Amazon Bedrock Mantle

Bedrock Mantle is an OpenAI-compatible API (not the Bedrock Converse API). By default it authenticates with a short-lived bearer token minted from your standard AWS credentials via aws-bedrock-token-generator, so your normal aws configure / SSO setup works — no extra keys to manage. Use TYPE: mantle and a bare model ID from the Mantle catalog.

MODEL_ID:
  NAME: qwen.qwen3-32b # bare Mantle model id (e.g. anthropic.claude-opus-4-8)
  TYPE: mantle
  REGION: us-east-1
  MAX_TOKENS: 8192

Authenticating with a Bedrock API key (no AWS credentials). Instead of minting a token, you can supply a short-term Bedrock API key directly. Mantle reads it from the BEDROCK_API_KEY environment variable (set it via the config ENV: section), or from a per-model API_KEY field. When a key is present it's used as-is; otherwise the app falls back to minting from AWS credentials. (Note: standard Bedrock uses AWS_BEARER_TOKEN_BEDROCK for the same key — Mantle uses BEDROCK_API_KEY.)

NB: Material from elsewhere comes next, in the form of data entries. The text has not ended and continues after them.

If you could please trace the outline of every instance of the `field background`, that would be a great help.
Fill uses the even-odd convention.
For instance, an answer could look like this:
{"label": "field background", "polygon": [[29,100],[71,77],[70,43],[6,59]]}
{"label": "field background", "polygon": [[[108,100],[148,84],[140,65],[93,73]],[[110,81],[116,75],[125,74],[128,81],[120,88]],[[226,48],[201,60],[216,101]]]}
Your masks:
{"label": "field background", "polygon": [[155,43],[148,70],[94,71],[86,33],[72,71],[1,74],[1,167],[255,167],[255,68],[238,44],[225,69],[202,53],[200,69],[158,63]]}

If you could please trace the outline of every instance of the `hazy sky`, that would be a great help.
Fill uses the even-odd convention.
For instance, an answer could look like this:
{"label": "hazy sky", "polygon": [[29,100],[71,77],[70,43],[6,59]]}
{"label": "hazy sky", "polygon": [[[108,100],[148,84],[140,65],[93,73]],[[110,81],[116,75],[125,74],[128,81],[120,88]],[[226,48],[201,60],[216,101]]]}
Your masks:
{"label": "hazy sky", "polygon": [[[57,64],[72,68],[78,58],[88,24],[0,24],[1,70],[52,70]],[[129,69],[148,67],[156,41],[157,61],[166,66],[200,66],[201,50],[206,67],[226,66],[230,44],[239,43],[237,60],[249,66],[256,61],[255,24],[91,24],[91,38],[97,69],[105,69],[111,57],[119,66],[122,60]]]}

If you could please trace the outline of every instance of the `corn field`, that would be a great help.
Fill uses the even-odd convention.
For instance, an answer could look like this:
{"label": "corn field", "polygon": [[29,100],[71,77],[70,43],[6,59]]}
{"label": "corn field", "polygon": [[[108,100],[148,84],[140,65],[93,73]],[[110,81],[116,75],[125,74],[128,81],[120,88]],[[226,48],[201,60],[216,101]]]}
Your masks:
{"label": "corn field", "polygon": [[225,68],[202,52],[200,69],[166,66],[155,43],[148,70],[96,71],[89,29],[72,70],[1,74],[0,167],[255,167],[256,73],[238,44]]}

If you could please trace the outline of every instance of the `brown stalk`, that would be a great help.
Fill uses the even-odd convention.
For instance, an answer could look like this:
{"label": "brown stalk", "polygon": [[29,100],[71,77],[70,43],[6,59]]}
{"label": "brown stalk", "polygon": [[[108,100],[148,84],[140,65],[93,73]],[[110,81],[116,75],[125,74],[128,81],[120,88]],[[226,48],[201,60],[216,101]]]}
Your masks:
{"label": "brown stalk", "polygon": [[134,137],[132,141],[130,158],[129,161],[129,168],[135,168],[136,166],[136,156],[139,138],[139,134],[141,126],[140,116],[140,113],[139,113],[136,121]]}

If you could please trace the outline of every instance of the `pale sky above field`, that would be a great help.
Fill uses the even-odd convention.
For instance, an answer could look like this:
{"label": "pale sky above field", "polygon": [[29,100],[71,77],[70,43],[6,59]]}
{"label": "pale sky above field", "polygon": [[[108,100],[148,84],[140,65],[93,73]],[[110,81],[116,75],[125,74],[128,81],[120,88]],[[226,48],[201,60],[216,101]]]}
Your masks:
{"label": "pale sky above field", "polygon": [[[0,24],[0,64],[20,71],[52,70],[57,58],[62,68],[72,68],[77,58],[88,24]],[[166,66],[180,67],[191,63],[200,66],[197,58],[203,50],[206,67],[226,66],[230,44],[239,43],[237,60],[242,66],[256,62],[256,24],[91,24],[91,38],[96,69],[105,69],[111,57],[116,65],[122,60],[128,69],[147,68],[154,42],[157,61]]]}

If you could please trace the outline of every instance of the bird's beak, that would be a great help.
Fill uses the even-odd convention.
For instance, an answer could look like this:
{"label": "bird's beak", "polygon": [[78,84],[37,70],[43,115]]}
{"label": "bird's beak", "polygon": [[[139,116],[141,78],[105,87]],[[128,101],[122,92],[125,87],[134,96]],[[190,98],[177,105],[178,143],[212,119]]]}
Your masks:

# Option A — environment variable (applies to all Mantle calls)
ENV:
  BEDROCK_API_KEY: bedrock-api-key-XXXXXXXX

# Option B — per-model key
MODEL_ID:
  NAME: qwen.qwen3-32b
  TYPE: mantle
  REGION: us-east-1
  API_KEY: bedrock-api-key-XXXXXXXX

API protocols. Mantle serves models under three protocols. Select with API_PROTOCOL (works for both chat and vision):

  • chat_completions (default) — base /v1, OpenAI Chat Completions API. Most models (Qwen, Gemma, GPT-OSS, DeepSeek, …).
  • responses — base /openai/v1, OpenAI Responses API. Required by models that only expose Responses, such as openai.gpt-5.4.
  • anthropic — base /anthropic, Anthropic Messages API. For Claude models (e.g. anthropic.claude-haiku-4-5).
# OpenAI Responses model (e.g. GPT-5.4)
MODEL_ID:
  NAME: openai.gpt-5.4
  TYPE: mantle
  REGION: us-west-2 # gpt-5.4 is in us-west-2, not us-east-1
  API_PROTOCOL: responses
  MAX_TOKENS: 8192

# Anthropic Claude model
MODEL_ID:
  NAME: anthropic.claude-haiku-4-5
  TYPE: mantle
  REGION: us-east-1
  API_PROTOCOL: anthropic
  MAX_TOKENS: 8192
  • ENDPOINT_URL is optional; it defaults to https://bedrock-mantle.<REGION>.api.aws/{v1 | openai/v1 | anthropic} depending on the protocol.
  • The Mantle catalog (Qwen, Mistral, DeepSeek, GLM, Gemma, Claude, GPT-5.4, …) differs from standard Bedrock and varies by account/region.
  • TYPE: mantle works for both MODEL_ID (chat) and VISION_MODEL_ID (image description) — vision-capable models like qwen.qwen3-vl-235b-a22b-instruct are supported.
  • Caveats: Pick the right API_PROTOCOL per model (using the wrong one returns a 400 "does not support the '/v1/…' API" error). anthropic requires the langchain-anthropic package (in requirements.txt). Models like anthropic.claude-fable-5 also require the account's data-retention mode to be provider_data_share, otherwise they report unavailable.
  • Reasoning models need a generous MAX_TOKENS. Reasoning models (e.g. Grok, GPT-5) on the responses protocol spend output tokens reasoning before they answer. A small MAX_TOKENS can be consumed entirely by reasoning, leaving no answer — the agent detects this and tells you to raise MAX_TOKENS rather than returning an empty reply. Set it to a few thousand (e.g. 8192) for these models.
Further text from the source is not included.